Error: Failed to Count Variants []

[Behvar]

Hi,
While using the gui, after running my analysis I encounter this error with different datasets and different settings!
any comments on this will be helpful and much appreciated!
Cheers

[afrubin]

Were you able to run the example dataset successfully?

Usually the failed to count variants error is due to a mismatch between your reads and the wild type sequence, so everything gets filtered out due to having too many mutations.

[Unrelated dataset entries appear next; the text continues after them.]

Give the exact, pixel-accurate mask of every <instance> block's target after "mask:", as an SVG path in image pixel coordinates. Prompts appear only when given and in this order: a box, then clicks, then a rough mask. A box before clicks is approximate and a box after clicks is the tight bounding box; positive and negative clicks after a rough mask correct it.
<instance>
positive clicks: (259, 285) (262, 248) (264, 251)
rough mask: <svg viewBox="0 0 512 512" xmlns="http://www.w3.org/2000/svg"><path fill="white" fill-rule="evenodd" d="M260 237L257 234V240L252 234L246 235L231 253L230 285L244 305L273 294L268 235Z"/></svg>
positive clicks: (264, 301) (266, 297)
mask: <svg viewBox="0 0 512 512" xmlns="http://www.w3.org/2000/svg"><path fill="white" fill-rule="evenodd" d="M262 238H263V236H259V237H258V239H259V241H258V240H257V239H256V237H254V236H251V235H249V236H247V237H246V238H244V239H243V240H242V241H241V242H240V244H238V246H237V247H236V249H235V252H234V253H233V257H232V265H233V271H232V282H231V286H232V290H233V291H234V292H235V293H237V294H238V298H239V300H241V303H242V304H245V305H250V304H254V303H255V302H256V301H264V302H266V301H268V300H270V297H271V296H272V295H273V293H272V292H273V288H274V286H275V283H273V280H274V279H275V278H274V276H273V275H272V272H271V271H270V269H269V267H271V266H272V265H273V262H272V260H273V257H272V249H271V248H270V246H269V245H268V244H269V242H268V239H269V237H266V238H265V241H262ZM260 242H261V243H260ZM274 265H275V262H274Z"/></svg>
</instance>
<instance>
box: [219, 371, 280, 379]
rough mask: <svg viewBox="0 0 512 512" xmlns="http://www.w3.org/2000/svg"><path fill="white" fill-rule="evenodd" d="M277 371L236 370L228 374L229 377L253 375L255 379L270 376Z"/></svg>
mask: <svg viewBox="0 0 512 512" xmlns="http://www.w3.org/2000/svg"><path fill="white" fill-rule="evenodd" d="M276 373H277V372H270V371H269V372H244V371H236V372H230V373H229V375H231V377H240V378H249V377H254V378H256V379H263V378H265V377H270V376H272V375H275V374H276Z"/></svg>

How was your sequencing done? Do all your reads start at the beginning of the wild type?

[Behvar]

Were you able to run the example dataset successfully?
Yes I used the '.json' file and the analysis was done completely.
Usually the failed to count variants error is due to a mismatch between your reads and the wild type sequence, so everything gets filtered out due to having too many mutations.
From what I've understood, I have to use the 'Seqlib_Overlap' option for my experiment.
How was your sequencing done? Do all your reads start at the beginning of the wild type?
In my sequencing results. I have 2 different .fastq files for each of my samples; one forward read (starts 5 amino acid residues before the actual variant residue) and one reverse read (ends 5 amino acid residues after the actual variant residues). I've tried putting different values in the 'FASTQ Filtering' section while using the GUI, but every time I got the same error!
In the 'Wild Type Sequence' box, I put the nucleic acid sequence of the overlapping region of forward and reverse reads!